Declare Books Supposing Faction Paradox: The Book of the War (Faction Paradox #0)
Edition Language: | English |
Series: | Faction Paradox #0, The City of the Saved |
Characters: | Compassion, Chris Cwej, Faction Paradox |
Rating Of Books Faction Paradox: The Book of the War (Faction Paradox #0)
Ratings: 4.42 From 104 Users | 4 ReviewsRate Of Books Faction Paradox: The Book of the War (Faction Paradox #0)

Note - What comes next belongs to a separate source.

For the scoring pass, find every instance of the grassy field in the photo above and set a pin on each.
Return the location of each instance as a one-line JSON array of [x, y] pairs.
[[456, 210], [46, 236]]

A novel - or perhaps a story-cycle - told in the form of an encyclopaedia. Which has itself been infected by a conceptual entity who at times merely interrupts, but elsewhere contradicts the text, or tells you why the encyclopaedia is out of date. More formal experimentation, in other words, than most modern litfic losers would ever manage, all snuck out in a Doctor Who spin-off. In a book which deliberately has missing entries, though (because when time itself can be rewritten, continuing everA bit of a weird on this. Lawrence Miles created Faction Paradox as a time travelling voodoo-esque cult as a villain for the BBC range of Eighth Doctor books. The BBC took the Faction in a different way to what Miles originally intended so he spun them off into their own series. Whilst not being massively popular it is, imho, one of the better Doctor Who spin-offs. They have a series of audios and quite a few well-received original novels. The Book of the War was the first release but instead of
A novel - or perhaps a story-cycle - told in the form of an encyclopaedia. Which has itself been infected by a conceptual entity who at times merely interrupts, but elsewhere contradicts the text, or tells you why the encyclopaedia is out of date. More formal experimentation, in other words, than most modern litfic losers would ever manage, all snuck out in a Doctor Who spin-off. In a book which deliberately has missing entries, though (because when time itself can be rewritten, continuing ever
A lexicon novel from a spinoff Doctor Who storyline. (It does not directly involve any canonical Who characters, and the terminology is painted over.) The history-spanning, insular, weakly godlike civilization has run into an unnamed Enemy. This is a dictionary of factions, technologies, personages, and adjunct factors from the War's early years (for certain agreed-upon values of "year"). Lexicon entries are threaded together in several ways to form several implied narratives -- of which some
A hard one to rate. If you're the sort of person who thinks that Doctor Who would be immensely improved without the Doctor, or the sort of person who's deeply curious about convoluted fictional meta-histories, or the sort of person who's into voodoo, time-travel and hard mythology, you'll probably love it. If you're not, you'll wonder who on Earth would be. It's either a 1 or a 5. No middle ground.